L’homme de 49 ans est l’une des trois victimes de Pierre-Raymond Perron qui ont fait lever l’ordonnance de non-publication sur leur identité pour briser les tabous et donner le courage à d’autres de dénoncer.
Perron, qui a enseigné la morale dans plusieurs écoles secondaires de la Rive-Sud de Montréal, a reconnu sa culpabilité en août 2021 pour des agressions commises sur quatre mineurs pendant environ 30 ans.
Le pédophile âgé de 78 ans purge une peine de 30 mois de prison pour ses abus sur des élèves, un voisin et son propre fils.
Steven Lefebvre, qui était son voisin, a commencé à consommer de la drogue à 11 ans « pour oublier » ce qu’il subissait. Sa dernière rechute a duré 16 mois, jusqu’à ce qu’il aille en thérapie fermée. Il confie « l’avoir eu dur », mais depuis sa dénonciation, il a retrouvé une certaine paix, entre autres grâce à son travail au Nunavut.
Mourir pour fuir l’école
Le parcours de Dominique Théberge, agressé pendant trois ans dans la classe même de Perron, a été ponctué par plusieurs dépressions et tentatives de suicide.

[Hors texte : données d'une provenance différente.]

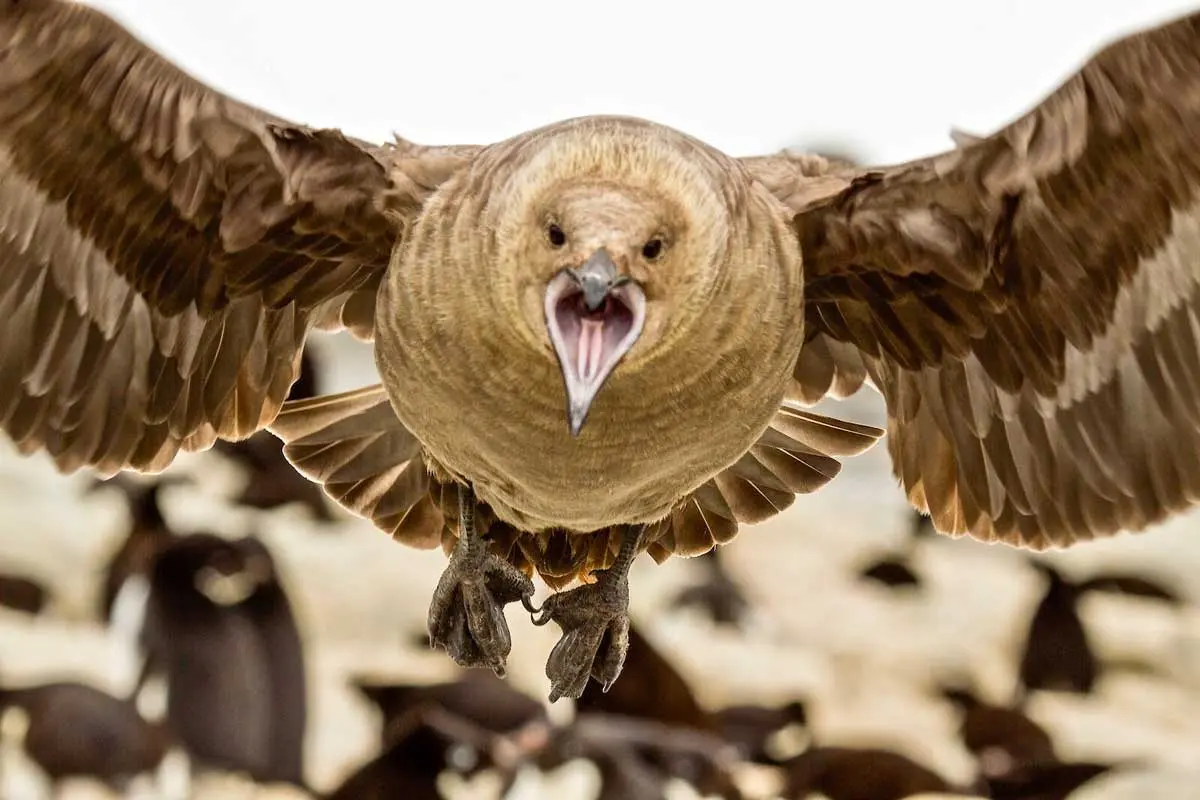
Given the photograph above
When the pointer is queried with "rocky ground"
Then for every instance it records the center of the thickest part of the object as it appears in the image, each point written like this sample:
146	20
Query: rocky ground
865	657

« À 16 ans, j’ai voulu m’enlever la vie. C’est le seul moyen que j’avais trouvé pour arrêter d’aller à l’école. J’ai fini mon année à l’hôpital », raconte l’homme de 38 ans, aujourd’hui propriétaire d’un restaurant.
À cause du nombre incalculable d’agressions que lui a fait subir son propre père, Marc-André Perron, 44 ans, est en thérapie depuis près de quatre ans.
« Et ce n’est pas terminé, mais je fais ce qu’il faut pour m’en sortir », dit-il.
Celui qui est devenu entrepreneur avait aussi rapporté lors d’une audience à la cour avoir été « un junkie accro au crack ».
Perron a fait une quatrième victime de 12 ans, qu’il agressait dans la chambre noire de photographie de l’école De Bourgogne, à Chambly, et lors d’activités parascolaires.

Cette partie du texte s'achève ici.